As described above, according to the present invention,
By driving the plasma display panel by dispersing the video signals so that they are not in the luminance order, it is possible to disperse the non-display period that occurs when a moving image is displayed and to prevent the occurrence of false contours. A display device can be provided.

[Brief description of drawings]

FIG. 1 is a block diagram showing an embodiment of a plasma display display device of the present invention.

2A and 2B are explanatory diagrams showing an embodiment of a video signal driving method according to the present invention.

3A to 3C are explanatory diagrams for displaying a moving image according to a conventional example.

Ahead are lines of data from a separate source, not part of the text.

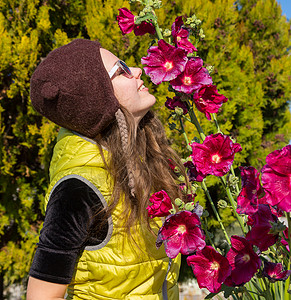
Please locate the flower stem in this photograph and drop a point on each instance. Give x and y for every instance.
(234, 206)
(184, 134)
(289, 232)
(219, 131)
(195, 122)
(207, 235)
(216, 123)
(155, 23)
(215, 211)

FIG. 4 is an explanatory diagram showing a conventional video signal driving method.

[Explanation of symbols]

 1 Input Terminal 2 Input Terminal 3 Write Control Section 4 I / O Buffer Section 5 Address Control Section 6 Data Control Section 7 Bit Selection Section 8 Frame Memory 9 Display Control Section 10 Read Control Section 11 Address Decoder 12 Sub Address Counter 13 Sub Address Decoder 14 Display Address control unit 15 Address driver 16 Address driver 17 Plasma display panel

Claims (3)

[Claims] 1. In a plasma display device displaying a multi-gradation video signal by constructing one frame with a plurality of sub-fields having different luminance relative ratios and light emission sustaining periods, the sub-fields are not scanned in order of luminance. A plasma display device, characterized in that it is provided with a means for dispersing and scanning the light. 2. The means for scanning the sub-fields in a dispersed manner so that the sub-fields are not scanned in the order of luminance, controls means for designating the order of the sub-fields, and bits of the video signal read from the storage section by an input from the control means. 2. A plasma display display device according to claim 1, further comprising a bit selection means for selecting, and displaying a video signal on the plasma display display device based on an output from the bit selection means. 3. A means for scanning the sub-fields in a distributed manner so that the sub-fields are not scanned in the luminance order, the control means for designating the sub-field order, and the bit of the video signal read from the storage section by the input from the control means. The MSB bit of the video signal becomes substantially the center of the frame by the bit selecting means for selecting, and the second digit (second) and the third digit of the MSB are set to the beginning of the frame. 2. The plasma display device according to claim 1, wherein scanning is performed in the order of the one toward the end or the end.